Editor who approved publication: Prof. Dr. Geoffrey Pietersz


Weizi Hu,1–3,* Chunli Tan,1–3,* Yunjie He,4 Guangqin Zhang,2 Yong Xu,3,5 Jinhai Tang1

1Department of General Surgery, The First Affiliated Hospital of Nanjing Medical University, 2School of Basic Medicine and Clinical Pharmacy, China Pharmaceutical University, 3Nanjing Medical University Affiliated Cancer Hospital, 4The First Clinical School of Nanjing Medical University, 5Jiangsu Key Lab of Cancer Biomarkers, Prevention and Treatment, Nanjing Medical University, Nanjing, People’s Republic of China

*These authors contributed equally to this work

Abstract: Owing to improved early surveillance and advanced therapy strategies, the current death rate due to breast cancer has decreased; nevertheless, drug resistance and relapse remain obstacles on the path to successful systematic treatment.
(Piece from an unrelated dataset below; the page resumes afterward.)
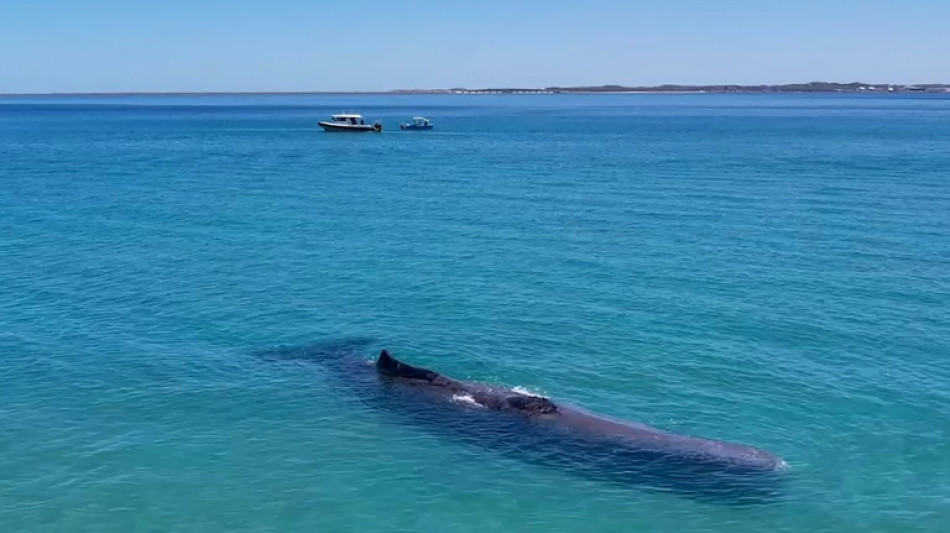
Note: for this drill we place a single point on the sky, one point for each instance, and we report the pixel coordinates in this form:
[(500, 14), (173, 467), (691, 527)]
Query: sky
[(369, 45)]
Multiple mechanisms responsible for drug resistance have been elucidated, and miRNAs seem to play a major part in almost every aspect of cancer progression, including tumorigenesis, metastasis, and drug resistance. In recent years, exosomes have emerged as novel modes of intercellular signaling vehicles, initiating cell–cell communication through their fusion with target cell membranes, delivering functional molecules including miRNAs and proteins. This review particularly focuses on enumerating functional miRNAs involved in breast cancer drug resistance as well as their targets and related mechanisms. Subsequently, we discuss the prospects and challenges of miRNA function in drug resistance and highlight valuable approaches for the investigation of the role of exosomal miRNAs in breast cancer progression and drug resistance.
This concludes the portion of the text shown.